Online Ticket Deals
Ads for sporting events, concerts, circus or theater tickets are all over the internet… from eBay to Craigslist, and on thousands of “ticket finder” type websites — but which ones are the read deals?
Before purchasing tickets online for any event, be sure you’re dealing with a reputable ticket seller. Stories of fake tickets, sellers who take deposits and then can’t deliver, and other scams are as prevalent, or more so than nearly any type of online selling.
Know what your buying, and how much it’s really worth. Even if an event is sold-out from the original ticketing agency or event promoter, chances are you can find what “face value” for the ticket is (or was).
In some areas, “scalping” is illegal… both for the seller and the buyer — you could purchase tickets in good faith, only to have them intercepted in the mail, or voided at the gate when you try to use them. Legitimate ticket agencies usually add on a “convenience fee” or anywhere from a few dollars per ticket up to several times the face value of the ticket. Delivery charges, brokers and agents fees, and other charges may be legal in some areas. One way sellers avoid charges of scalping is to sell the tickets “at face value”, BUT, only if you purchase some other (overpriced) item with them — for exmample, you may get (2) tickets to a baseball game for the same $35/ea the seller paid — but they require you also buy a baseball card worth $0.10 for $100 to get the tickets… legal, yes — ethical, not really.
Finding tickets to concerts, sporting events and theater engagements is getting harder all the time — there is a lot of financial incentive for people to stay up all night, wait in line and buy tickets at the box office — only to resell them immediately to a broker for two or three times what they paid. Tickets to major league sports and popular concerts can sell out in a matter of hours.
Unlike many items that increase in value over time — tickets become worthless as soon as the event is over. This one factor can save you a lot of money — if you’re willing to wait ’til the last minute, and maybe do some running around to get the tickets. For instance, tickets selling on eBay will frequently be reduced in price the day before an event — sometimes the seller waits until only 8-10 hours if they aren’t selling — so they drop the price.
Craigslist, (http://www.craigslist.org/) is another great source for last minute tickets — probably even better than eBay since local sellers can more easily be found. We tried to purchase tickets to a sold out concert last month, and ran an ad on CL a week before the show. In the first couple days several people responded (offering to sell the tickets at 2-3 times face value, or sending up spam email directing us to a website where the ticket prices were inflated with excessive fees). We finally made a deal with a “real person”, who just happened to have a couple extra tickets and wanted to sell them… BUT, on the day before the show, we actually received email from two different people offering to sell us tickets at less than face value… they were stuck with the tickets — one guy was even willing to drive the 50 miles to deliver them and sell them for half price, (two for one), but we already had our’s.. purchased at face value only 3 days before the concert — (we ended up sitting next to the guy who sold us the tickets).

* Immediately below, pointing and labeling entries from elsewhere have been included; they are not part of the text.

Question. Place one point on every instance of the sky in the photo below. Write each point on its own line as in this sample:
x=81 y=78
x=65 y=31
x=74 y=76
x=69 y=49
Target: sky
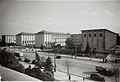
x=67 y=16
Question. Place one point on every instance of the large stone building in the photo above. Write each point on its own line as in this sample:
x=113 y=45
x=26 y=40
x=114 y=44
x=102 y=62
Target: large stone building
x=25 y=39
x=76 y=39
x=99 y=39
x=9 y=39
x=46 y=38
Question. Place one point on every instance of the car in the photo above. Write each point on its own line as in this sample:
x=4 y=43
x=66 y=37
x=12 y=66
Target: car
x=96 y=77
x=18 y=54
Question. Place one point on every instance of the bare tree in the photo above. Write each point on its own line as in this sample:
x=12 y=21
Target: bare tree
x=68 y=65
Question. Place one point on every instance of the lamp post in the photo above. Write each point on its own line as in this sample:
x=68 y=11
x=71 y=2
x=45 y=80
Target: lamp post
x=55 y=57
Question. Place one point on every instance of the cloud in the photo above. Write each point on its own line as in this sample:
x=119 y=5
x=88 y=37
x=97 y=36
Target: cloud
x=108 y=13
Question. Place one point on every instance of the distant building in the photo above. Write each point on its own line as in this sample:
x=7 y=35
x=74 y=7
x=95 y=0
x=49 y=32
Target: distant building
x=76 y=39
x=9 y=39
x=99 y=39
x=47 y=39
x=25 y=39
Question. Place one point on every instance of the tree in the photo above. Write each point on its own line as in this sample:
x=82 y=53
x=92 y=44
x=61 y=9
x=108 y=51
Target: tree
x=68 y=65
x=41 y=47
x=8 y=60
x=87 y=50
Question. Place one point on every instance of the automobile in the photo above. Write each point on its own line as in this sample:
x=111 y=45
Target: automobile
x=100 y=69
x=58 y=57
x=18 y=54
x=97 y=77
x=103 y=71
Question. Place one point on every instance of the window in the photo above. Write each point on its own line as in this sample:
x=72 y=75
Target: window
x=89 y=35
x=100 y=34
x=95 y=35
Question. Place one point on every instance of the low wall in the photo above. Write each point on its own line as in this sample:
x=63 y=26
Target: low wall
x=11 y=75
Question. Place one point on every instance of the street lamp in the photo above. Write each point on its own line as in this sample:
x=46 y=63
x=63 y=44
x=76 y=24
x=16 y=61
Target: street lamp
x=55 y=57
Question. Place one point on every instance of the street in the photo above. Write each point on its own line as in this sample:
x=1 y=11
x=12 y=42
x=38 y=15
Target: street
x=77 y=67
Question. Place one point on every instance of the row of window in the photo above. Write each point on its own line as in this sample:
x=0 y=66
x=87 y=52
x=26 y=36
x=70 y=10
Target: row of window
x=95 y=35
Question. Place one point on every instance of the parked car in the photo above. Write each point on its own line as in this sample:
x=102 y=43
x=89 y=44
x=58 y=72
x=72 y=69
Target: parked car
x=96 y=77
x=18 y=54
x=105 y=72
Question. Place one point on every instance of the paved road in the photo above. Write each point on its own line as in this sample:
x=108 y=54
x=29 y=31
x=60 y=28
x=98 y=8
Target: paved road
x=75 y=66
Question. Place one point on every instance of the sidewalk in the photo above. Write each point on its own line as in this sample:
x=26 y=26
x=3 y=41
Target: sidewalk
x=61 y=76
x=64 y=77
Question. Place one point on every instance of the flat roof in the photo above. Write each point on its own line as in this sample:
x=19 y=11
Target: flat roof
x=99 y=30
x=44 y=31
x=25 y=33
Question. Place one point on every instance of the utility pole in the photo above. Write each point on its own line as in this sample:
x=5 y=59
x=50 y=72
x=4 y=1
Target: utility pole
x=55 y=57
x=75 y=51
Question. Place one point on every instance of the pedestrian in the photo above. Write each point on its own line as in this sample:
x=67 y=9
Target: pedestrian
x=69 y=77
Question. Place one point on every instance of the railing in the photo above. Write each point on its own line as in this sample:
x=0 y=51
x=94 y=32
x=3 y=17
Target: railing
x=11 y=75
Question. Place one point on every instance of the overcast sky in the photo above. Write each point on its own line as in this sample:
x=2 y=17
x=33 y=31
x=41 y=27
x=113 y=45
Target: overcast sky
x=58 y=16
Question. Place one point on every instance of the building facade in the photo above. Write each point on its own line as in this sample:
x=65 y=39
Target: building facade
x=9 y=39
x=99 y=39
x=25 y=39
x=46 y=38
x=76 y=39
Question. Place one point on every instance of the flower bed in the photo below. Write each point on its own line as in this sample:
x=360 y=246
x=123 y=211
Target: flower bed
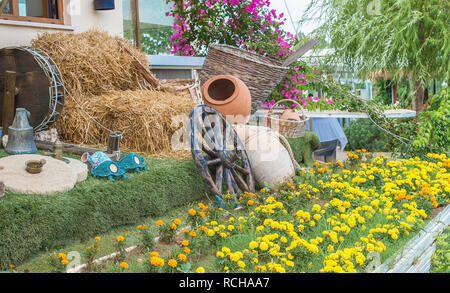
x=330 y=219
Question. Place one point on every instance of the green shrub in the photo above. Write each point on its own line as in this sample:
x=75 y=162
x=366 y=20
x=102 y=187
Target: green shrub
x=303 y=147
x=363 y=134
x=440 y=259
x=33 y=223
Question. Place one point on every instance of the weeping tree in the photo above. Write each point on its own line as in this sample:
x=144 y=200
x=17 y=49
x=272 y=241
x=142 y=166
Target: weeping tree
x=400 y=38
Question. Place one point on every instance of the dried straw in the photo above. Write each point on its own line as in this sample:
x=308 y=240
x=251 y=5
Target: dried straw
x=101 y=76
x=92 y=62
x=144 y=117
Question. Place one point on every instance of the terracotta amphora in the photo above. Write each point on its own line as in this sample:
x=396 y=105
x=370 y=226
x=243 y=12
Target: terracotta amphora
x=230 y=96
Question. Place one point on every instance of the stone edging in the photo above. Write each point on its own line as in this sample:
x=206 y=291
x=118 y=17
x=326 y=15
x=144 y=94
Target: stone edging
x=415 y=256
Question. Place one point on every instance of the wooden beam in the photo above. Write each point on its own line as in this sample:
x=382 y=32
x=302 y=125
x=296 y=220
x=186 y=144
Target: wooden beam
x=3 y=5
x=8 y=101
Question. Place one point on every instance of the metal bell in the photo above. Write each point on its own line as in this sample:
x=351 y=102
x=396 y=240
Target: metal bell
x=20 y=135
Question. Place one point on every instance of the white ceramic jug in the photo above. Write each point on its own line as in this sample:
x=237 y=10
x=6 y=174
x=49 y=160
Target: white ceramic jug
x=271 y=162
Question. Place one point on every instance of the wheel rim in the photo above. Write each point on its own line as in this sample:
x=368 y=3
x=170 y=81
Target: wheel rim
x=218 y=152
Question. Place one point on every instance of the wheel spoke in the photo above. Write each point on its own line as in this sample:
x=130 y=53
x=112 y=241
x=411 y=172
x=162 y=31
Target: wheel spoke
x=229 y=180
x=214 y=162
x=219 y=178
x=240 y=181
x=241 y=170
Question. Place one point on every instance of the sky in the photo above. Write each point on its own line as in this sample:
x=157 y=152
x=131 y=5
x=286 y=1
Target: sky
x=296 y=8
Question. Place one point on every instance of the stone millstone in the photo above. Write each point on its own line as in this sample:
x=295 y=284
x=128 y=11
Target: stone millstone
x=56 y=175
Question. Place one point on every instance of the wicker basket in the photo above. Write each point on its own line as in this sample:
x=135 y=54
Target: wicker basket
x=287 y=128
x=261 y=74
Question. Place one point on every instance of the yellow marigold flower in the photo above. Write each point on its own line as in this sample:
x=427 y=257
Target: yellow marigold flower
x=263 y=246
x=182 y=257
x=253 y=245
x=172 y=263
x=330 y=248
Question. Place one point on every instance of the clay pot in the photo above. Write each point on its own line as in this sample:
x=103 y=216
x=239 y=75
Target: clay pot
x=230 y=96
x=271 y=163
x=290 y=114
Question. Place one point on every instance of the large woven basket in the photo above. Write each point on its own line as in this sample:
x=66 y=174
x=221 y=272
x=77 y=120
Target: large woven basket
x=287 y=128
x=261 y=74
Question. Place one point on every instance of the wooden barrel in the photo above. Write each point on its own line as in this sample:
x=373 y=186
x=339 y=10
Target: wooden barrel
x=270 y=160
x=39 y=87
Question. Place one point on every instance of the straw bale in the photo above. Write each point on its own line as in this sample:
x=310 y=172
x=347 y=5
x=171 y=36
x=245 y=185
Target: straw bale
x=100 y=73
x=93 y=62
x=144 y=117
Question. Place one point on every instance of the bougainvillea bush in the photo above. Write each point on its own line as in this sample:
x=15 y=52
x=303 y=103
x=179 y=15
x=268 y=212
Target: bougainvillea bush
x=339 y=217
x=249 y=24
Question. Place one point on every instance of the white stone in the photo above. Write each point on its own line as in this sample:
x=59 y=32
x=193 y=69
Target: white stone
x=56 y=175
x=80 y=168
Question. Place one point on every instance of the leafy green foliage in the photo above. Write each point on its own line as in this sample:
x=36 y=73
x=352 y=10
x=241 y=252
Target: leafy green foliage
x=434 y=124
x=405 y=39
x=400 y=37
x=440 y=259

If you do buy tickets online, be sure to know the lingo. There are “hard tickets”, “e-tickets” and “will call” (tickets)…
A “hard ticket” is an actual ticket printed on card-stock like you’d get at the box office. Major league sports and concerts almost always have this type of ticket available. Super Bowl and other major events may even have a hologram of other specialty printing that makes the tickets very hard to duplicate — and as a bonus, in some cases the ticket (or even the stubs) become collector items.
“E-Tickets” are ones that you pay for online, then print out on your home computer — while they may have a bar-code or other scan code on them, they are easy to forge, and sometimes hard to redeem.
“Will call” or box office tickets are ones you pick-up a the box office or ticket booth just before the event starts. You are usually required to pay for these by credit card ahead of time, then present the credit card or drivers license when you pick them up — sometimes ticket sellers wil lnot let anyone except the original; purchaser pick up the tickets.
As with anything else you buy from unknown people online — beware, be careful, and double check everything.